JJ Doom – Key to the Kuffs

Album Review by Bram Gieben | 31 Jul 2012
Album title: Key to the Kuffs
Artist: JJ Doom
Label: Lex Records
Release date: 21 Aug

Rapper / producer Omar Gilyard's two LPs under the Jneiro Jarel moniker were mercurial, genre-bending experiences taking in broken beat, electronic influences and roots music. With support from LA's Low End Theory club night, the proving ground for the likes of Flying Lotus and Samiyam, he's become a well-respected figure on the fringes of hip-hop, making him an ideal collaborator for alt. rap phenomenon DOOM.
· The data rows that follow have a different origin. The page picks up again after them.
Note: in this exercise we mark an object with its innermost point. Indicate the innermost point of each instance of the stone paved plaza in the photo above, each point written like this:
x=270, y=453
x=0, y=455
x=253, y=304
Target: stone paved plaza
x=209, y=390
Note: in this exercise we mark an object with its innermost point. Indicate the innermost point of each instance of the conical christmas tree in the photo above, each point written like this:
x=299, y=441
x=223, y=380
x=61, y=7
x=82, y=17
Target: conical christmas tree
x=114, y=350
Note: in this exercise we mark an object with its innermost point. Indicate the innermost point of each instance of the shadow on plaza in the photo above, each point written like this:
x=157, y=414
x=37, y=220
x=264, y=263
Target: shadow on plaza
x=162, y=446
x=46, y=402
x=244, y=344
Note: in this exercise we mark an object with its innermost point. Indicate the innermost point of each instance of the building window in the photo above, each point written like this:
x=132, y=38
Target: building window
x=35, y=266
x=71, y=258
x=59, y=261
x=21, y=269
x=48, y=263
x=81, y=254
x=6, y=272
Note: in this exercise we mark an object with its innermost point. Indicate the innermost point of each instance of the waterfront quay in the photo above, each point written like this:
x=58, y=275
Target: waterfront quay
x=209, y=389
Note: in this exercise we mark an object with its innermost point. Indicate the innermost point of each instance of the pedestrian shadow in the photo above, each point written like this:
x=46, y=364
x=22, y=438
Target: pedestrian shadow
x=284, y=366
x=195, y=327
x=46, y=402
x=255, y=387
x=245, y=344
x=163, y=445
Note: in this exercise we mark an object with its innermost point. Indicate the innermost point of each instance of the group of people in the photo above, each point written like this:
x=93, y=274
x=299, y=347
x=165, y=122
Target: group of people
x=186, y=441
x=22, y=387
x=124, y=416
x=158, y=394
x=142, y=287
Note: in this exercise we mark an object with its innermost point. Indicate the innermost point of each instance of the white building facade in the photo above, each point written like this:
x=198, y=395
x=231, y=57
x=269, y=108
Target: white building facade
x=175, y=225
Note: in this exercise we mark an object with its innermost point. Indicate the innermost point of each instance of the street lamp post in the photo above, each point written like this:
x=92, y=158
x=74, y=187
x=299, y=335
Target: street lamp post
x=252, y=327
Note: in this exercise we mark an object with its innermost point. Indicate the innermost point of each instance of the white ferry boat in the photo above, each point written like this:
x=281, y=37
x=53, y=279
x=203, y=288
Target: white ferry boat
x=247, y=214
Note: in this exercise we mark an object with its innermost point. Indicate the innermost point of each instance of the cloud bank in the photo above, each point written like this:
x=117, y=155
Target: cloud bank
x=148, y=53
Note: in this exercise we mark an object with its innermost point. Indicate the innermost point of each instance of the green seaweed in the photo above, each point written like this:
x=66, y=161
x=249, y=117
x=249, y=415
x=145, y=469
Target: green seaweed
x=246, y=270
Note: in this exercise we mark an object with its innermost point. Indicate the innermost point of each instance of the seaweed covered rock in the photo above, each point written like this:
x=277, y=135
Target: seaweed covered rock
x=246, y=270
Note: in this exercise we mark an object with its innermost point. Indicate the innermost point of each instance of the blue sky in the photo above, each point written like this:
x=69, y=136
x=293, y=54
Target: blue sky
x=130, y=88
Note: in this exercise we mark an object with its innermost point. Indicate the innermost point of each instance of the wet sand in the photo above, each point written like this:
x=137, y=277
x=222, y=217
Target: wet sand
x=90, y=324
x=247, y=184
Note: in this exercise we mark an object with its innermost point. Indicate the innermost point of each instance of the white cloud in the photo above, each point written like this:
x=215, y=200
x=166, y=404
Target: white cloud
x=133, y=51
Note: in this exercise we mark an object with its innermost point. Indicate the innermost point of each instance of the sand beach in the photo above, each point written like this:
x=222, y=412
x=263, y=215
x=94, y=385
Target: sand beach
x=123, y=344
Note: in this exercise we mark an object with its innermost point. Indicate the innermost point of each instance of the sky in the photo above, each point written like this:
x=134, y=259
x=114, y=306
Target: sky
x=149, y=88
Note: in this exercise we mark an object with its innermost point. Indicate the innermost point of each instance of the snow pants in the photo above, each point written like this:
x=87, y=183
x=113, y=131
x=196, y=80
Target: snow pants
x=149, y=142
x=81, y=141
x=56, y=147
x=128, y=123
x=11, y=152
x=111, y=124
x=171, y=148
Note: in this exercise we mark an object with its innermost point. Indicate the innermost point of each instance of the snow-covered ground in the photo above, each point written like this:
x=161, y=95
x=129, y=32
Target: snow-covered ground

On Key to the Kuffs, the beats are dusty and psychedelic – GMO, featuring Beth Gibbons of Portishead revolves around choppy acoustic guitar and cinematic strings, while Damon Albarn's appearance on Bite The Thong is backed with a FlyLo-esque stuttering beat, half-heard film samples and custom-distressed organ loops. DOOM is on top form, with his tripped-out narratives evoking pulp fiction, comic-book supervillains, and (now he's returned to his birthplace of London) snatches of old-fashioned cockney patter. It's a strange brew, and not every experiment works. A surreal, self-consciusly lo-fi, hallucinatory gumbo, and as such, an acquired taste – but an interesting union.